Monteiro de Barros convocou para 17h30 de hoje a sessão secreta na qual 31 ministros definirão o futuro de Medina. Entre as possibilidades estão a abertura de inquérito administrativo (fase em que se analisariam os indícios contra o ministro) ou do processo administrativo em si, já com o afastamento de Medina. Integrantes do tribunal avaliam que os dois procedimentos podem ser adotados, já que o Supremo ainda não enviou as acusações contra o ministro.

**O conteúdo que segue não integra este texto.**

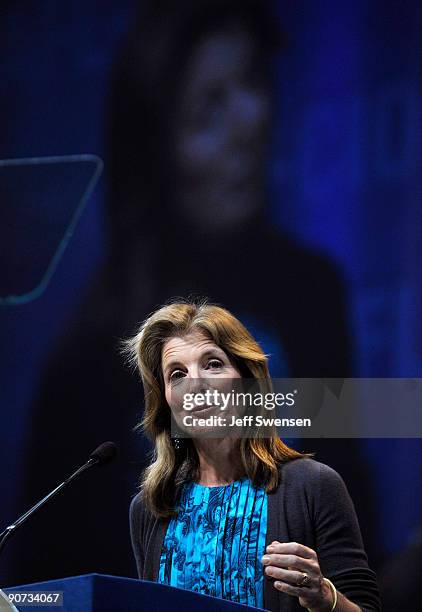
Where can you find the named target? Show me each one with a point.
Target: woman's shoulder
(309, 472)
(138, 510)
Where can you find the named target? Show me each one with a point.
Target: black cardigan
(311, 506)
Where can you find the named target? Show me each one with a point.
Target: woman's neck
(219, 461)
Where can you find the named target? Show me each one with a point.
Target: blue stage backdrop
(345, 181)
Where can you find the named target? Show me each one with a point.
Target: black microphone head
(105, 453)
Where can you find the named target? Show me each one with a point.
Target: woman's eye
(214, 364)
(176, 375)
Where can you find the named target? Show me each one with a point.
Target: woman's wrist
(329, 597)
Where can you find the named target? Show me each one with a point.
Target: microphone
(102, 455)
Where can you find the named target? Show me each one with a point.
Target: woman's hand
(289, 564)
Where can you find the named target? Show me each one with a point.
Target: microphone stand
(11, 529)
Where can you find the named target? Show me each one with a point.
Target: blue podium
(98, 593)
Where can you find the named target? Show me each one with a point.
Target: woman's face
(220, 138)
(193, 364)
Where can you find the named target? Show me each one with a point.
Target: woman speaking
(245, 519)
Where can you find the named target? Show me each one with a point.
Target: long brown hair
(260, 456)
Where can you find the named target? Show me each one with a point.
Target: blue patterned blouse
(215, 544)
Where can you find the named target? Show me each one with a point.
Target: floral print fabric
(215, 544)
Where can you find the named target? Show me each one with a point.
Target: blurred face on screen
(221, 122)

Medina é um dos 28 denunciados com base na Hurricane, que investiga a negociação de decisões judiciais em benefício de donos de caça-níqueis. O irmão do ministro, o advogado Virgílio Medina, foi preso no dia 13, acusado de ter pedido R$ 600 mil em troca de uma liminar de Paulo liberando máquinas apreendidas.

Além das acusações envolvendo caça-níqueis, escutas em telefones do ministro feitas pela PF levantaram outras suspeitas sobre a sua conduta. Em uma delas, Medina determina a uma assessora que mude seu voto no julgamento de habeas-corpus da mulher do contrabandista Law Kim Chong, Miriam. Medina havia se posicionado duas vezes contra a concessão do benefício. O habeas-corpus foi dado pela 6ª Turma do STJ e confirmado pelo colegiado de ministros.

Medina também antecipou a um colega seu voto em processo do qual era relator. Em dezembro, o advogado Paulo Eduardo Mello, presidente do Conselho Deliberativo do Minas Tênis Clube, ligou para Medina para saber do processo em que um diretor da entidade era acusado de usar documento policial falso. O ministro adianta seu entendimento favorável ao acusado. No final, disse a Mello: ¿Você manda!¿

PERFIL

Paulo Geraldo de Oliveira Medina Nascido em 13/07/1942, em Rochedo de Minas (MG) Bacharel em Direito (Universidade Federal de Juiz de Fora - 1965)

TRAJETÓRIA PROFISSIONAL

Vereador (Rochedo de Minas 1961-1965) Advogado (1966-1968) Juiz da Comarca de Ervália - MG (1968) Juiz da Comarca de Belo Horizonte (1978) Juiz do Tribunal de Alçada (1985) Desembargador do Tribunal de Justiça (1991) Membro do Conselho Superior de Magistratura (1992) Membro da Corte Superior (1995) Presidente da Associação dos Magistrados Brasileiros (1995-1997) Desembargador do Tribunal de Justiça de Minas Corregedor-geral de Justiça de Minas Ministro do Superior Tribunal de Justiça (desde 26/06/2001)

AS SUSPEITAS

O irmão de Paulo Medina, o advogado Virgílio Medina, foi flagrado em escuta da Operação Hurricane negociando propina de R$ 600 mil para o ministro conceder liminar favorável a empresários ligados à exploração de caça-níqueis. O ministro mandou liberar 900 máquinas apreendidas em Niterói

Investigação da PF mostra que o ministro recebeu empréstimo de R$ 440 mil do irmão. Segundo a PF, Virgílio não tinha saldo suficiente para fazer o empréstimo

O procurador-geral da República, Antonio Fernando de Souza, denunciou Paulo Medina pela prática dos crimes de formação de quadrilha, corrupção passiva e prevaricação. Também requereu ao Supremo Tribunal Federal a prisão dele, mas o pedido foi negado

Diálogos gravados pela PF mostram que Medina ligou para seu gabinete e orientou uma funcionária a alterar o voto contra a libertação de Miriam Law, mulher de Law King Chong, apontado como maior contrabandista do País

Antecipou seu voto ao amigo de um réu no processo do qual era relator, em dezembro. Grampo da PF revela que o ministro conversou por telefone com Paulo Eduardo de Mello, presidente do conselho do Minas Tênis Clube, e prometeu favorecer Fernando Ferreira, diretor do clube, detido por apresentação de documento falso.